Special Delivery Five, Those Interesting Stories About Dev Ops Organizations and Culture

Special Delivery Five, Those Interesting Stories About DevOps Organizations and Culture #

Hello, I’m Shi Xuefeng, and it’s time for another special broadcast. As we approach the end of this column, I want to talk to you once again about DevOps organization and culture.

DevOps culture seems like a contradictory combination: on the one hand, culture is something that seems to be understood rather than transmitted in words; on the other hand, the importance of culture to DevOps practices is undeniable.

At various industry conferences, topics about culture are always scarce. The reason is simple: culture is generally difficult to explain, and even if it can be explained, it doesn’t change much. Because changing culture is not as simple as introducing a tool, it often requires a change in mindset.

Speaking of DevOps culture, I recall an event last year when a few friends and I organized a “DevOps Practice Guide Book-Pulling” activity. This activity involved summarizing and refining the core knowledge of the book through several weeks of online sharing.

During the sharing process, there was one thing that left a deep impression on me. It started with a passage in the 14th chapter of the original book:

The team has nothing to hide from the customers, just as they have nothing to hide from themselves. Instead of treating problems that affect the online system as a secret, it is better to make them as transparent as possible and proactively announce internal issues to external users.

The IT manager of a large company happened to be responsible for sharing this chapter. He stated that he chose to include this passage out of respect for the original text, but in the context of China, this is not practical. Even he, a staunch practitioner of DevOps, finds it difficult to achieve this level. Because if all the internal issues of the company are openly disclosed to customers, it’s likely they would be packing up and going home the next day.

It’s also because companies generally do not publicly announce failures at the first opportunity that these incidents are mostly revealed through platforms like “Cloud Headlines.”
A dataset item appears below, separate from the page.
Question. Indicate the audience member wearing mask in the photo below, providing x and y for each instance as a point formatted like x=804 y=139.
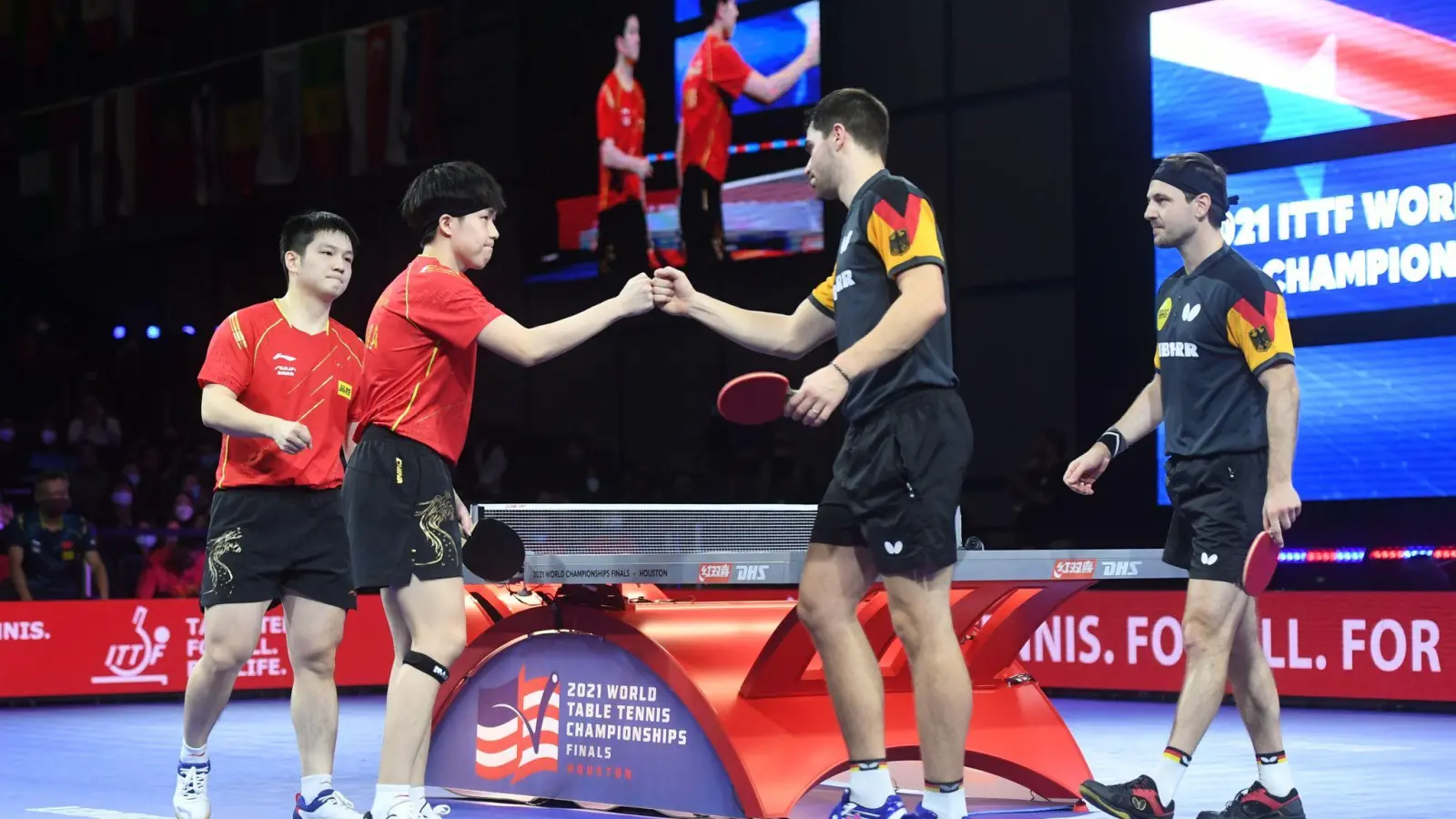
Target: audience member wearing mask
x=50 y=548
x=174 y=570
However, it seems that everyone has a poor memory. Often, these things are quickly forgotten, and apart from hearing rumors about who is taking the blame or being implicated, there is nothing particularly noteworthy.

This is understandable, after all, family issues should not be aired in public. It’s fine to vent within the company, but if everything is publicly announced, wouldn’t the company’s image be ruined? Moreover, it could affect the confidence users have in the company. Just think, if it’s always you who has the most problems, then who would dare to use your service?

We all know the key words of DevOps culture: collaboration, sharing and bearing together, blameless culture, learning from mistakes, etc. These principles are understood by everyone. However, when we actually encounter problems and need to balance the interests of different departments, whether we can still use these cultural norms as guidelines for behavior is another matter.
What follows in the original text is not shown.